Last Updated on Sunday, 6 July 2014, 22:59 by GxMedia

Ralph Ramkarran

Former Executive Member of the governing People’s Progressive Party (PPP), Ralph Ramkarran believes that the President Ramotar administration has missed a good opportunity to respond specfically to the United States’ (US) calls and criticisms for not holding local government elections.

Less than one week before American Ambassador to Guyana, Brent Hatrdt wrapped up his three-year tour of duty here, he pointed to glaring inconsistencies and excuses that President Donald Ramotar, the PPP and its General Secretary, Clement Rohee have offered for not holding the polls last held in 1994.

Rather than responding Hardt, the administration delegated Acting Foreign Minister, Priya Manickchand to go to Hardt’s residence where he was hosting a US Independence Day reception and delivered a stinging undiplomatic review of the Ambassador’s tenure in Guyana. Ramkarran believes that government erred by not seizing the moment to explain its position. “By relying on ‘feral’ responses by an invited ‘warrior’ to the Ambassador’s home, the President lost the opportunity of defending his position, which he is quite capable of doing. While the Ambassador’s public remarks about the President’s inconsistencies may not be usual, public figures are expected to defend themselves, which is what the Ambassador no doubt expected,” said Ramkarran in his weekly column on Conversation Tree.(www.conversationtree.gy).

He believed that if  PPP Founder Leader and President,  Cheddi Jagan would have used the bilateral route of speaking with the American envoy. I try to think of what Cheddi Jagan would have done. Never, ever, taking criticism personally, being offended by it or being confrontational or personal, he would have first engaged the Ambassador by telephone as he often did. Then, if necessary, he would have made a public response to the issue,” he said.

With the need for the Guyana government to call local government elections part of the US’ foreign policy posture towards Guyana, the former PPP Executive Committee member does not believe that the calls would go away easily.

Ramkarran also observed that it was  who had spearheaded a lobby to the US for Guyana to hold free and fair elections. “Guyana has already accepted the precedent for intervention in its internal affairs in relation to elections,” he said. He recalled that was in 1989 that Jagan had written to US President, George W. Bush urging his support for free and fair elections. Ramkarran recalled that apart from national elections, the PPP fought for local government elections since 1970 when they were last held under the PNC. “If the US is inconsistent, what about Guyana?,” Ramkarran queried.

The former House Speaker remembered President Bush, as if in response but without saying so, expressing the hope to President Hoyte on Republic Day, February 23, 1990, that the elections would be free and fair. He said that message was repeated by the State Department and six Senators later wrote Secretary of State James Baker requesting that US aid be tied to free and fair elections.

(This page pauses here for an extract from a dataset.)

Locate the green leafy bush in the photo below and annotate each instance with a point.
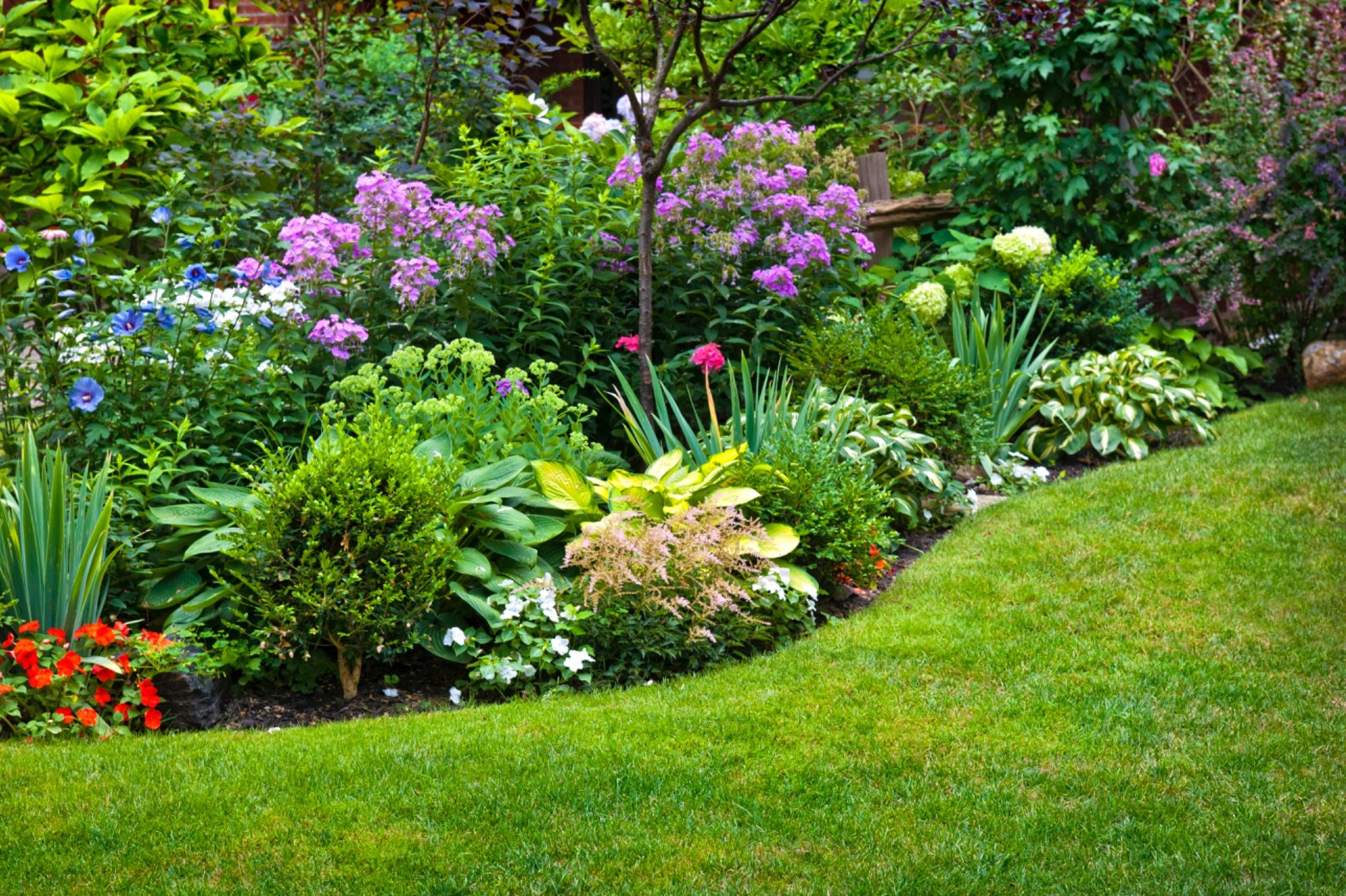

According to Ramkarran, President Hoyte’s initial reaction to President Bush’s and the late Senator Edward Kennedy’s letter making the same call was similar to the reaction of the Guyana government today. According to him, Hoyte had stated that he had thrown Senator Kennedy’s letter in the garbage.

Amid an aggressive lobby by the opposition and civil society groups, former US President, Jimmy Carter led a delegation to Guyana. After meeting with Carter and top officials of his Carter Centre, President Hoyte addressed the nation and essentially gave into a number of key opposition demands including the counting of votes at the place of poll that he had only hours before deemed would have been a “logistical nightmare.”

Originally scheduled for 1990, the elections – widely regarded as the first free and fair poll in almost 30 years-were held in 1992. The PPP has ever since then remained in office, losing its parliamentary majority for the first time in the 2011 general and regional election.